You had asked me previously if these were natural or GMO bacteria. Well, it’s both. First we use a (proprietary) mixture of anaerobic bacteria to break down the food waste into fatty acids, similar to how food is digested in our stomachs. Then those fatty acids are added to a culture of aerobic bacteria that are engineered to produce PHAs in the cells, like an animal would grow fat. Then our third step is to extract the PHA from their cells and purify the plastic for industrial use. This whole process takes < 7 days compared to that 28 day biogas cycle I first saw in college. Also, you don’t just sprinkle bacteria on a pile of food scraps, there is a lot of biomechanical and peripheral chemical engineering that goes into the whole digestion process to do it as a continuous feed and at industrial scale with safety and efficiency.
That’s the journey that we have been on for now half-a-decade, we had gotten to where we could demonstrate a prototype minimum-viable-production process when we entered and won Extreme Tech Challenge in 2020 and since then we have gotten two great pilot projects which, when completed will really validate it, but winning those engagements was itself a validation, as was, in fact, winning Extreme Tech Challenge.
4. What are your Go-To-Market ideas and traction received so far?
Well, let’s talk about those pilot projects, both won in 2021. The first actually involves that original inspiration, a biogas plant, where we will be an adjunct process that takes some of the first stage carbon from the digestion process and converts it into polyhydroxyalkanoates while the rest is turned by the main plant into methane. This is really wonderful I think, and I love returning to the source of my inspiration. Biogas is a great thing and the world needs alot more of it, and by doing the PHAs on the side, we can help the biogas plant be better capitalized by raising its revenue streams by 5x or more.
The second pilot is working with a manufacturer of insulin, to use what is somewhat like brewer’s by-products or wine must which is left behind by the insulin process. We are converting that into PHAs, which they coincidentally use for their consumer insulin injectors, which were previously just thrown away, but now can be recycled again.
Since XTC we have booked our first $1M in revenue and now have a $10M backlog of business to execute upon.
5. What’s next?
Well, that $10M backlog is a big challenge, a lot of demand, not as much supply. So, what is next is working on how to collaborate with other producers, like we are in the biogas and insulin projects, so we can leverage a network to do more that we can do alone — what we term “collaborate to accelerate”.
We’re also planning to launch our own products directly to consumers in the upcoming months. This is really exciting as we will get an opportunity to interact directly with consumers and learn how our product can best bring value to them.
6. Tell us about your experience with XTC and what were the benefits/takeaways?

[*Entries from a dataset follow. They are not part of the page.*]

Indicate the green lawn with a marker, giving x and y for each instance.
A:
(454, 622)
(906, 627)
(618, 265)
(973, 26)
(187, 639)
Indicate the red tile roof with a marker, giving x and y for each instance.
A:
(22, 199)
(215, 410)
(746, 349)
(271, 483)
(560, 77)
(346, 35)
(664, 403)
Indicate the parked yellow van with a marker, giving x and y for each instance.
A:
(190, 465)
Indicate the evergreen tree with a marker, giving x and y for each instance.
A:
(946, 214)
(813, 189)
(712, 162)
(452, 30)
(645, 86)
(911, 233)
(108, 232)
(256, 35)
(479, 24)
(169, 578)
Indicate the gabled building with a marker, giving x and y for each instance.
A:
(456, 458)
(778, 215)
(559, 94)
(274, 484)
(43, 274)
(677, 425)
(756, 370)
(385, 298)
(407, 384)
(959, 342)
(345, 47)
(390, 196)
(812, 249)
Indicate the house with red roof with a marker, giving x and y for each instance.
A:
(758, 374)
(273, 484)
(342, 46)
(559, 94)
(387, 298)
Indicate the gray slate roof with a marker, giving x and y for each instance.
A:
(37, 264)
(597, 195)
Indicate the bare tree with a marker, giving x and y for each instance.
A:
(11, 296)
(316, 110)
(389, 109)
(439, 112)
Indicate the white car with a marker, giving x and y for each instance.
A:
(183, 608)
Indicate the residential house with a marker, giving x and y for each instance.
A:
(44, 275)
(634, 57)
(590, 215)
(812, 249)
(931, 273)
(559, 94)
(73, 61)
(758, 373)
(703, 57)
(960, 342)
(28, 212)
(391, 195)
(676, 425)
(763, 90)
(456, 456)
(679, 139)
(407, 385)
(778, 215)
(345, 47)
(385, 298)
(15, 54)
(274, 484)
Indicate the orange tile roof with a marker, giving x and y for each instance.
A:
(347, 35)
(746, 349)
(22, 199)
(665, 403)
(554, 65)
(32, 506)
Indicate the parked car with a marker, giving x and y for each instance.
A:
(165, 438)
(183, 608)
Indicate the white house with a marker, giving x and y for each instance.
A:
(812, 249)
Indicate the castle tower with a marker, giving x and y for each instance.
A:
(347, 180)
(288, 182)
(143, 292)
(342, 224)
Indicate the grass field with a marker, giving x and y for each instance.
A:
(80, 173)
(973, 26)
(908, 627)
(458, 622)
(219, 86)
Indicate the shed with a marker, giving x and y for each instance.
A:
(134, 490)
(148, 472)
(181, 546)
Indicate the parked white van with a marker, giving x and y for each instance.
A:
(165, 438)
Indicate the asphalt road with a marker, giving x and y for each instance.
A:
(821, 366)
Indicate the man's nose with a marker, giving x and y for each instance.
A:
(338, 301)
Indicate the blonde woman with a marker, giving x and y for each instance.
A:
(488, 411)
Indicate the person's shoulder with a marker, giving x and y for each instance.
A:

Well, you mentioned earlier that Genecis has entered alot of competitions: BASF, Lead2030, Womens Cleantech, Y Combinator, Fierce Founders. At first we did that simply to get non-dilutive capital from the prize purses, but we found that the almost bigger benefits were:
With Extreme Tech Challenge the experience was, simply stated, “amazing”. We were able to capitalize on the publicity and validation and that really helped build the revenue and close the order backlog I just mentioned. We’ve stayed engaged with your investor ecosystem and attended a number of events those investors have held, which layered and layered our contacts, and we did great networking at your first in-person Finals this spring in Berkeley. And of course, money. We were able to connect with alot of investors from your judging panels and larger network, so that, when we wanted to do a pre-A bridge funding in 2021, Jerry Yang, IT-Farm Japan and other XTC partners contributed almost 1/ 3 of the total amount! And then Jerry and IT-Farm also participated in our recent Series A which was led by Khosla Ventures. So, it’s been entirely worth it to engage with XTC’s very elite community.